This lady did not straddle a motorcycle for over 25 years due to a few spills and some rather nasty road burn. The scars have healed well and recently I began to enjoy the thrill of motorcycling as a ‘backseat’ rider.
When you become a rider of any seriousness you become a member of a club. No colors, no special badges, your ride is your entrance and suddenly you are in a brotherhood of friends. As you ride other riders nod or grace you with a hand sign in greeting? acknowledgement? the secret handshake of riders? No matter, you know they mean you well on this Hot/Cold/Wet/Humid riding day you are sharing. It is a wonderful feeling along with the assortment of wonderful feelings mentioned in previous posts.

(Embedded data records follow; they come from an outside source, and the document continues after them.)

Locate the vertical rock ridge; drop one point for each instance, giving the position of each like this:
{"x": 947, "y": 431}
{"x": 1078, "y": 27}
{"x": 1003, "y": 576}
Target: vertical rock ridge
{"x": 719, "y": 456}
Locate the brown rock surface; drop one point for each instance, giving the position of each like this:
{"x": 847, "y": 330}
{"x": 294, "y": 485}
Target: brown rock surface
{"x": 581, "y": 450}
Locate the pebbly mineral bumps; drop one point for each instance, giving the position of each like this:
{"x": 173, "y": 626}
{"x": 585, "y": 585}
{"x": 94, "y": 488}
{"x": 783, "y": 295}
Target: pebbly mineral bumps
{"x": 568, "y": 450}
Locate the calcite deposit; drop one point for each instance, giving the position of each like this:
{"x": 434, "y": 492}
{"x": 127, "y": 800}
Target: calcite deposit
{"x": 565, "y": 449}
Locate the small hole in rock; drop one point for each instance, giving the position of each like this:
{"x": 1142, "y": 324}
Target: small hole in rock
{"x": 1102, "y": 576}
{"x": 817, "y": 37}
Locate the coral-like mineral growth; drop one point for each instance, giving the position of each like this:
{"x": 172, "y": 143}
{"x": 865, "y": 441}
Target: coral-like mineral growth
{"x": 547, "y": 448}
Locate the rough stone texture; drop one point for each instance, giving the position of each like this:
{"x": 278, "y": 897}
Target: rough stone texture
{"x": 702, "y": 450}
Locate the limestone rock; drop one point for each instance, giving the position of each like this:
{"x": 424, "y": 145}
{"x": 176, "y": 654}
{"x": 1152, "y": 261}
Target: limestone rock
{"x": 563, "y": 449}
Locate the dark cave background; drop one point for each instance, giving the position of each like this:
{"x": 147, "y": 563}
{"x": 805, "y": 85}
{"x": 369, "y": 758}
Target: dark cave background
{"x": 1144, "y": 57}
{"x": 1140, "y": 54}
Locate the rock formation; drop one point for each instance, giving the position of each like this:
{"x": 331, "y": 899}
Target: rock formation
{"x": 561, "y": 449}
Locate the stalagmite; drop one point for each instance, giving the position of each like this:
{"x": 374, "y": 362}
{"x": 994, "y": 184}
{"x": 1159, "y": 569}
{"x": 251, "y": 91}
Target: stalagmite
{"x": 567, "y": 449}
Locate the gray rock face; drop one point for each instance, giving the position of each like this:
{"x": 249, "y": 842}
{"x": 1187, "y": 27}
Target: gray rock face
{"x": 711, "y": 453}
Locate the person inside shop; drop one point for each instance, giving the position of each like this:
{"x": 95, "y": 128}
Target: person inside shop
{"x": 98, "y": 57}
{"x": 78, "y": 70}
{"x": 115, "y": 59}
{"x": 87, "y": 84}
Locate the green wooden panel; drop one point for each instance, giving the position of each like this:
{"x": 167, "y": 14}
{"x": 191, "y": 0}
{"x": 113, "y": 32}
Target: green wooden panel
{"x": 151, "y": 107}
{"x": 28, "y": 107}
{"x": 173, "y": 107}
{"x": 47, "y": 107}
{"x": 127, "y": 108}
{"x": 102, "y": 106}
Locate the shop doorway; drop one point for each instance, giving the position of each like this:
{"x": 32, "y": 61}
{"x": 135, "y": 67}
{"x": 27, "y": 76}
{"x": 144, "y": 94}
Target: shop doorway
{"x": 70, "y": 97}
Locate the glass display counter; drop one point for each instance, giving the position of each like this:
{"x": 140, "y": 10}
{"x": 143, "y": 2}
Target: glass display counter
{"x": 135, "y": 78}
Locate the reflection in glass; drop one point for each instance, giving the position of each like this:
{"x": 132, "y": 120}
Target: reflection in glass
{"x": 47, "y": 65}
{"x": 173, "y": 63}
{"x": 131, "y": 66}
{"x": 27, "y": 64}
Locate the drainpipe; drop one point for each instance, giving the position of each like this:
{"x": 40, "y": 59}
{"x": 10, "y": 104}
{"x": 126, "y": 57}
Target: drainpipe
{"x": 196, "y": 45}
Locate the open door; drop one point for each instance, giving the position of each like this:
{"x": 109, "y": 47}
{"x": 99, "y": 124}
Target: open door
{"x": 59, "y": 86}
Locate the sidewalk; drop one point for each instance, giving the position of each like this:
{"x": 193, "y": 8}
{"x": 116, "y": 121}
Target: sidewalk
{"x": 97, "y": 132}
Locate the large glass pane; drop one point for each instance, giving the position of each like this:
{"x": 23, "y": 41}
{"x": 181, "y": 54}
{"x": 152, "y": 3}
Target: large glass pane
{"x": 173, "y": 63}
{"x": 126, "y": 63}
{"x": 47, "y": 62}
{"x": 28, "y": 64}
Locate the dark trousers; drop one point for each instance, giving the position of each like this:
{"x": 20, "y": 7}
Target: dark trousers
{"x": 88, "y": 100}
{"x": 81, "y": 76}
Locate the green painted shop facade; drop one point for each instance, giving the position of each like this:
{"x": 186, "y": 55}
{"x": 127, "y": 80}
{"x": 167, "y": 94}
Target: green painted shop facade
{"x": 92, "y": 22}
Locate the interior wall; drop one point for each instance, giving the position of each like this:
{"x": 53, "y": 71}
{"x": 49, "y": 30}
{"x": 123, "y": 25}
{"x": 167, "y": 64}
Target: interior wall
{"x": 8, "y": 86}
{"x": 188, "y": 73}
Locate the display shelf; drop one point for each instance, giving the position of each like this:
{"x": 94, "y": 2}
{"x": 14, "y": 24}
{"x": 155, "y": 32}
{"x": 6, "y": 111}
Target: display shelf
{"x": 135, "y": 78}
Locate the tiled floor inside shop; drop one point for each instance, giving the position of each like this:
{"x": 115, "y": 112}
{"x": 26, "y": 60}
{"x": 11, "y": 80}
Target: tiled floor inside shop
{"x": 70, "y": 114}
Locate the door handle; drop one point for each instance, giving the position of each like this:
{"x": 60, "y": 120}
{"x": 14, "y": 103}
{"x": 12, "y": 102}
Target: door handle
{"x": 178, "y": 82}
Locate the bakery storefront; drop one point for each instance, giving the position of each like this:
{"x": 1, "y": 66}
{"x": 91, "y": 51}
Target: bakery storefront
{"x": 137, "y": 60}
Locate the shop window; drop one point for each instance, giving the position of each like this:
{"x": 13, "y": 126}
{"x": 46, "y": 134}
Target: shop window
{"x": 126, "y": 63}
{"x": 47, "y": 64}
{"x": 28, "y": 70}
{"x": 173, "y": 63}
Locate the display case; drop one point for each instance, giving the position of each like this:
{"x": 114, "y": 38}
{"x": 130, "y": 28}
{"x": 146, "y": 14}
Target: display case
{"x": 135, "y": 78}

I was lucky to meet a very good friend, Dl, of MH2 from High School days. A month after his wife died in January 2009 we traveled there on bike to have lunch at his 10 acre country land. We discussed gardening, husbandry, his fruit trees, met the neighbors, and of course, talked motorcycles. He and his brother had been riding since High School and he was talking about riding again. He was a gracious host, jack of all trades and made this person feel like a long lost friend the first time we met. Can a woman and a man just be friends? Dl was one of those rare guys that it was possible.
Subsequent visits had he and MH2 speaking the merits of several types he was looking into so for $100 MH2 sold him a 198? Yamaha that had stayed mostly idle the last few years. The transaction happened this last Sunday, he cooked us steaks on the grill, we picked cucumbers, tomatoes and habeneros out of his garden. The guys went over the bike and discussed him taking a safety course and Dl inquired about what type of helmets were on the market these days. We had a fabulous time.

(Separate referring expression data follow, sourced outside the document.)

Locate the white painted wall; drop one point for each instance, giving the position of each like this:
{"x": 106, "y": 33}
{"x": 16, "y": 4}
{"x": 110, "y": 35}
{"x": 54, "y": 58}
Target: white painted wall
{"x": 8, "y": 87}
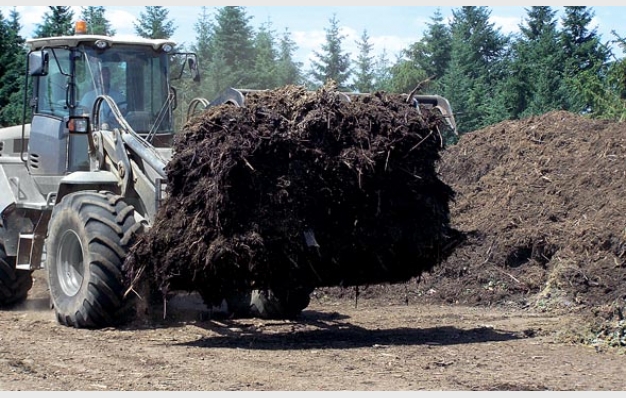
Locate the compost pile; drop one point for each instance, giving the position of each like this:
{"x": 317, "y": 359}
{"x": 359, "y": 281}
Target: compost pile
{"x": 301, "y": 189}
{"x": 542, "y": 202}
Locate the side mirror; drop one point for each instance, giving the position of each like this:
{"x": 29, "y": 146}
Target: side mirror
{"x": 78, "y": 125}
{"x": 193, "y": 67}
{"x": 38, "y": 63}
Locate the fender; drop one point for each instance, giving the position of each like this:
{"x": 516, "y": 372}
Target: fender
{"x": 88, "y": 180}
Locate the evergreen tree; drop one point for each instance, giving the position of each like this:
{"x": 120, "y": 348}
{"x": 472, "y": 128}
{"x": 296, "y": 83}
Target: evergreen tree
{"x": 406, "y": 76}
{"x": 288, "y": 70}
{"x": 154, "y": 23}
{"x": 56, "y": 22}
{"x": 476, "y": 68}
{"x": 233, "y": 50}
{"x": 332, "y": 63}
{"x": 12, "y": 65}
{"x": 265, "y": 61}
{"x": 203, "y": 47}
{"x": 97, "y": 23}
{"x": 365, "y": 66}
{"x": 535, "y": 84}
{"x": 432, "y": 53}
{"x": 587, "y": 57}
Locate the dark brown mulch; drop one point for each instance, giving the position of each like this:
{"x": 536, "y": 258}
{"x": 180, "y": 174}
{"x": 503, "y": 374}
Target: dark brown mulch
{"x": 301, "y": 188}
{"x": 542, "y": 203}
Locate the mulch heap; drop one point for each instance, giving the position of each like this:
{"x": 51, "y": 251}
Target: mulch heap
{"x": 543, "y": 204}
{"x": 301, "y": 189}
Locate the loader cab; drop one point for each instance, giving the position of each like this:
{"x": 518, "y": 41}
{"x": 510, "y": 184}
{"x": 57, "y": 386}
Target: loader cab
{"x": 67, "y": 69}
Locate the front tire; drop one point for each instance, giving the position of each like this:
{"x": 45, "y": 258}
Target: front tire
{"x": 89, "y": 236}
{"x": 14, "y": 284}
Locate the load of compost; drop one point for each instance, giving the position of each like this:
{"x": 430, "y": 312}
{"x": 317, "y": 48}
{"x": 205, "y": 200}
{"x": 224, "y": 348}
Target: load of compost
{"x": 300, "y": 189}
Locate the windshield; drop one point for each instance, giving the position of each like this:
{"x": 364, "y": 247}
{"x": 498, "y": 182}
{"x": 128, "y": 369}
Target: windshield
{"x": 134, "y": 77}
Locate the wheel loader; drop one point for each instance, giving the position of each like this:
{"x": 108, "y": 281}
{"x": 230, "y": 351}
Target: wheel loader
{"x": 80, "y": 181}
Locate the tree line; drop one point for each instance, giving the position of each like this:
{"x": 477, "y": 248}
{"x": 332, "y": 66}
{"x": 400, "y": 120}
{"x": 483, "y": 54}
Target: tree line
{"x": 553, "y": 63}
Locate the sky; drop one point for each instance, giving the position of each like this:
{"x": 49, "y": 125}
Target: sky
{"x": 390, "y": 29}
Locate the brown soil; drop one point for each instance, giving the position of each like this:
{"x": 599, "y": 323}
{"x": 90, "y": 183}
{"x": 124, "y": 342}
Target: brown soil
{"x": 533, "y": 300}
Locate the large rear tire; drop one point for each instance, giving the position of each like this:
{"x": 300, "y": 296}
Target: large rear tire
{"x": 89, "y": 236}
{"x": 14, "y": 284}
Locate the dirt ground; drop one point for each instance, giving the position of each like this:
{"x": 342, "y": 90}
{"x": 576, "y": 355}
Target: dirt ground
{"x": 534, "y": 300}
{"x": 339, "y": 344}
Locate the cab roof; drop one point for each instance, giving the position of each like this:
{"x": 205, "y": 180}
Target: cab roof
{"x": 76, "y": 40}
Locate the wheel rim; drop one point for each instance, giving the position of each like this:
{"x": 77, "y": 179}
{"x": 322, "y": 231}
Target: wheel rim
{"x": 70, "y": 270}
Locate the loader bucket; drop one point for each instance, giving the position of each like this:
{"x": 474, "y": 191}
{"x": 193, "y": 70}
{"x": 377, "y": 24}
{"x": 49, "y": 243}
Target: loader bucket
{"x": 237, "y": 97}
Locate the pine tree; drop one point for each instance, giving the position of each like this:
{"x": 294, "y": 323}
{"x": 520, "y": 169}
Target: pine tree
{"x": 586, "y": 57}
{"x": 476, "y": 68}
{"x": 365, "y": 66}
{"x": 57, "y": 22}
{"x": 203, "y": 47}
{"x": 288, "y": 70}
{"x": 154, "y": 23}
{"x": 265, "y": 61}
{"x": 541, "y": 60}
{"x": 12, "y": 64}
{"x": 233, "y": 50}
{"x": 432, "y": 53}
{"x": 97, "y": 23}
{"x": 332, "y": 63}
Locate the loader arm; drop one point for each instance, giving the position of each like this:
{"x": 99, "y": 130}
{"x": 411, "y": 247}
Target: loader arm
{"x": 138, "y": 165}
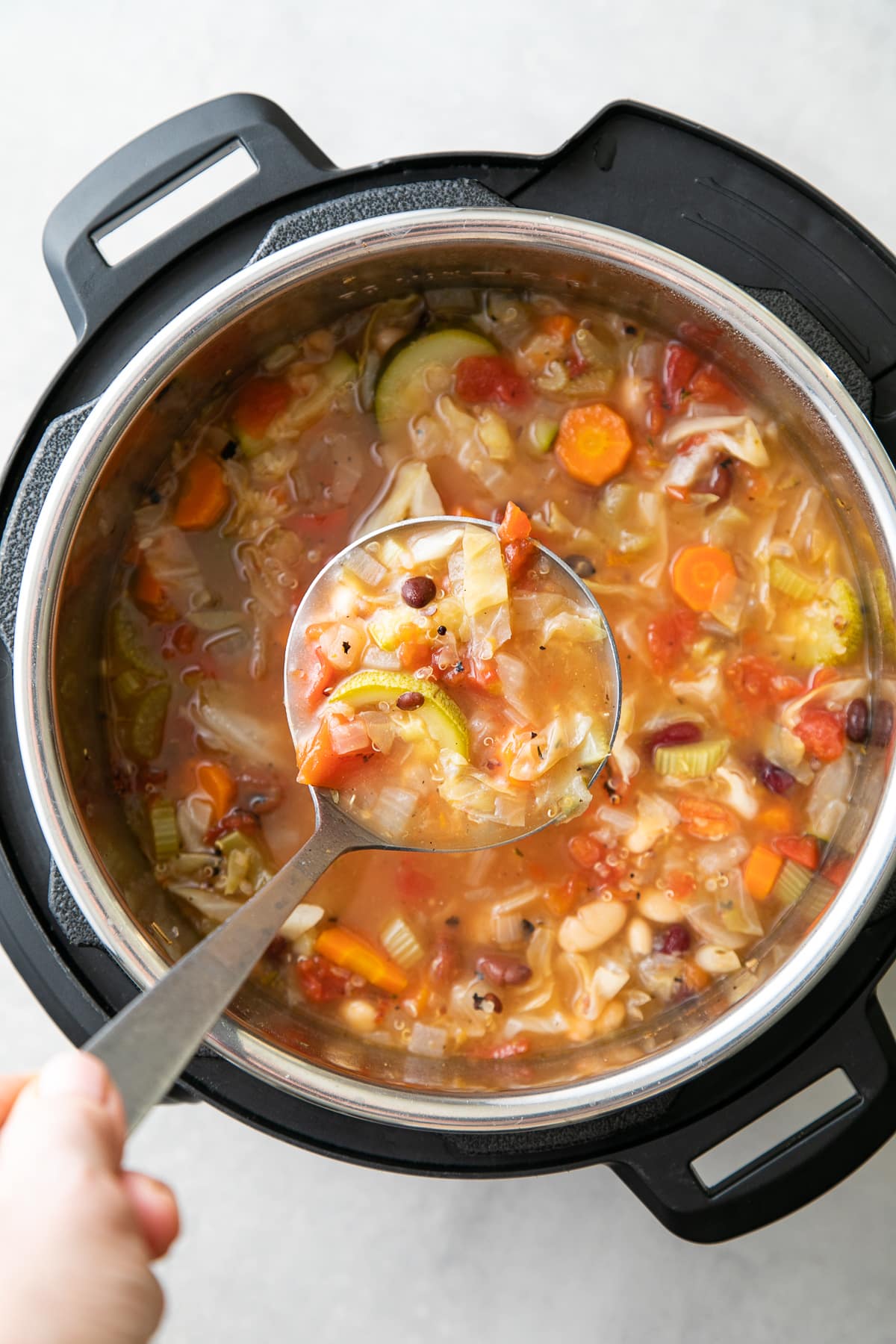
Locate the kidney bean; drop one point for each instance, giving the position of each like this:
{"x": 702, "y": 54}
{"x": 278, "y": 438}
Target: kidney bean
{"x": 719, "y": 480}
{"x": 418, "y": 591}
{"x": 774, "y": 776}
{"x": 410, "y": 700}
{"x": 581, "y": 564}
{"x": 882, "y": 726}
{"x": 501, "y": 969}
{"x": 673, "y": 940}
{"x": 675, "y": 734}
{"x": 857, "y": 721}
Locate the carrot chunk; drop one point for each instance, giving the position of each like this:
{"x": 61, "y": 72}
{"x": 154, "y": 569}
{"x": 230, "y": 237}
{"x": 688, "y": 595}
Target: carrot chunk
{"x": 593, "y": 444}
{"x": 699, "y": 571}
{"x": 203, "y": 495}
{"x": 348, "y": 949}
{"x": 761, "y": 871}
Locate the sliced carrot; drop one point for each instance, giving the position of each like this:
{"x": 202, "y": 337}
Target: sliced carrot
{"x": 319, "y": 764}
{"x": 348, "y": 949}
{"x": 203, "y": 495}
{"x": 258, "y": 402}
{"x": 778, "y": 816}
{"x": 218, "y": 785}
{"x": 704, "y": 819}
{"x": 149, "y": 594}
{"x": 699, "y": 571}
{"x": 514, "y": 524}
{"x": 761, "y": 871}
{"x": 558, "y": 324}
{"x": 593, "y": 444}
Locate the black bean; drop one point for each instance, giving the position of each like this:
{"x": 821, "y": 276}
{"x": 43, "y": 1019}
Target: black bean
{"x": 410, "y": 700}
{"x": 418, "y": 591}
{"x": 882, "y": 724}
{"x": 857, "y": 721}
{"x": 774, "y": 777}
{"x": 581, "y": 564}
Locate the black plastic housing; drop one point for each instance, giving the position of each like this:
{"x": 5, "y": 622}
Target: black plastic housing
{"x": 637, "y": 169}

This morning, two days later, the call came from Dl’s neighbor whom we had met on our Sunday visits. Just after 6 PM last night Dl went to pass a vehicle and hit straight on into a minivan. The lady he hit is in the hospital. Dl did not survive the encounter.

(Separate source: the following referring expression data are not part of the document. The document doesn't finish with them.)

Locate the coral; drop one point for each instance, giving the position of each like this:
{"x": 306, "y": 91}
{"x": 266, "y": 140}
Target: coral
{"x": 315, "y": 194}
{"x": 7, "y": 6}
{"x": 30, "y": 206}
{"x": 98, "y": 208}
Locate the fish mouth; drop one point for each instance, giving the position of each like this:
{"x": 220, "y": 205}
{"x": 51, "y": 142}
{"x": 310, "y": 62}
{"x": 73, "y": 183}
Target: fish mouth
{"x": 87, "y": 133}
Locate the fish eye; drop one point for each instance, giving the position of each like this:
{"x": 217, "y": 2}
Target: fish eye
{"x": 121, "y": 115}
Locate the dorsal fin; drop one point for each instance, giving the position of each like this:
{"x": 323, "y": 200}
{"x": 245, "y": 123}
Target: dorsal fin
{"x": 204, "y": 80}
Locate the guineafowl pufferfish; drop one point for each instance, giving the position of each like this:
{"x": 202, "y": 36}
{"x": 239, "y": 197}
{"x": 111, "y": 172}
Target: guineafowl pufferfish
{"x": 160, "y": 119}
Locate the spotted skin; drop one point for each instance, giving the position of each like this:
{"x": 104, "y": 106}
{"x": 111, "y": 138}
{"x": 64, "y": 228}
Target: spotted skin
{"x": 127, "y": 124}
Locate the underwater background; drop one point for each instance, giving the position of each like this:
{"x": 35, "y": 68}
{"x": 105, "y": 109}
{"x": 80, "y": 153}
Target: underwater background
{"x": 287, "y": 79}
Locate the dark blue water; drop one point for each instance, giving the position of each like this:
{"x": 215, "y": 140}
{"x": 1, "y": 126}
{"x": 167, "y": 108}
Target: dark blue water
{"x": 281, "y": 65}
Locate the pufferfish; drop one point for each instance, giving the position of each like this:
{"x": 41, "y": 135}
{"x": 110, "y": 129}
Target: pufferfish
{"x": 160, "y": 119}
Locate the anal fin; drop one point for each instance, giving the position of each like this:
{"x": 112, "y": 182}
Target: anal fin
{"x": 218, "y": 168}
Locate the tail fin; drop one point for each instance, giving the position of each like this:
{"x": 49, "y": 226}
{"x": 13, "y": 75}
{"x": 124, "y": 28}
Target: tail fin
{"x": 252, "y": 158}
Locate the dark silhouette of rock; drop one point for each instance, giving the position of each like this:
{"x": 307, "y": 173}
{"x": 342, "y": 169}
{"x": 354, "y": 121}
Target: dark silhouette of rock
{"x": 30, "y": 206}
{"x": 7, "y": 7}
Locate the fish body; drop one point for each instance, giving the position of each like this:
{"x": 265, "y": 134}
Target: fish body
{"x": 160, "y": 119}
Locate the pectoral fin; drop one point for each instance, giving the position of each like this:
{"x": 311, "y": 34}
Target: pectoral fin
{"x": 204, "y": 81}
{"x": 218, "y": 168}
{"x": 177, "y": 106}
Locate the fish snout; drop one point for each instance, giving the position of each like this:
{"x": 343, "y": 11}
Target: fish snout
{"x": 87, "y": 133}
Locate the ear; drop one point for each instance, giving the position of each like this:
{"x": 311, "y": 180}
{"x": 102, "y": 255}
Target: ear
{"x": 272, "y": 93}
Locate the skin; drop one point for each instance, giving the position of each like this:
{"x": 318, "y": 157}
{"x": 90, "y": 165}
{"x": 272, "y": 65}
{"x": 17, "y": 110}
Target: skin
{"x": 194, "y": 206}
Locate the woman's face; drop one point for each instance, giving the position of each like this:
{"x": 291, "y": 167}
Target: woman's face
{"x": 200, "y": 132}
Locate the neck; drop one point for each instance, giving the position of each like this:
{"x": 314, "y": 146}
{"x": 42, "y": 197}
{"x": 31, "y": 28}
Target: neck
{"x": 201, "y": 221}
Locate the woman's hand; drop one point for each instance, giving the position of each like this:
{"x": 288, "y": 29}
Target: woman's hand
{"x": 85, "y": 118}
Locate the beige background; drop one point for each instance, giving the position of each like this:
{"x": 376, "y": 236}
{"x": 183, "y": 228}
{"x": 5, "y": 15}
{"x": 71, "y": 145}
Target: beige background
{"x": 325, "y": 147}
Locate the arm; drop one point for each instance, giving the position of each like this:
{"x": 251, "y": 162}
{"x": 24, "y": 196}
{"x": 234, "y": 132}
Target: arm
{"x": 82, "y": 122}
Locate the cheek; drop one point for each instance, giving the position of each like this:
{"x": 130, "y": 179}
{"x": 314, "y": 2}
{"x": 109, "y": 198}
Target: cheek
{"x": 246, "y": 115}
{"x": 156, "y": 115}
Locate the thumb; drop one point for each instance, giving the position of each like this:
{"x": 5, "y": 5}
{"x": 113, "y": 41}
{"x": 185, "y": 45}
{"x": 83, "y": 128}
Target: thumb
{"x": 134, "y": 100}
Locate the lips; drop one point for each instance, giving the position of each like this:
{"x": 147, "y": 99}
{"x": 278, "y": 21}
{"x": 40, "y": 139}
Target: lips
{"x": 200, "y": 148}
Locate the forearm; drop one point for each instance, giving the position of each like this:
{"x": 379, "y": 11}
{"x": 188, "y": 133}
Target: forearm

Having gone on at length about safety equipment for this type of transport and in Backseat Rider #5 post even spoke about the difference between Trust, Experience and using your Brain. The only type of safety stuff that would have helped Dl is the basic rules. In the rush of exhilaration it is easy to forget the smarts your brain has and fill with overwhelming emotion of a moment. This is okay for roller coasters, but on a motorcycle?
Goodbye Dl. For the rest of you, be safe!
8 July 2009 at 9:09 am |
David Couvillon, 1 day ago on Plaxo:
I’m reading the first paragraph of this. Do you remember the time you fell out of the car when Uncle Ronald took that turn in front of the Pastime?
Raen’s Response:
Remember?!? In great gory detail! I still carry a few of the scars. What was I? Four years old? We still lived on Georgia Ave then. My brother Michael, now a specialist nurse, had his Boy Scout first aid kit on hand wanting to put bandaides on the extensive road burns.
No, that did not stop me from learning to drive a car. Maybe it should have.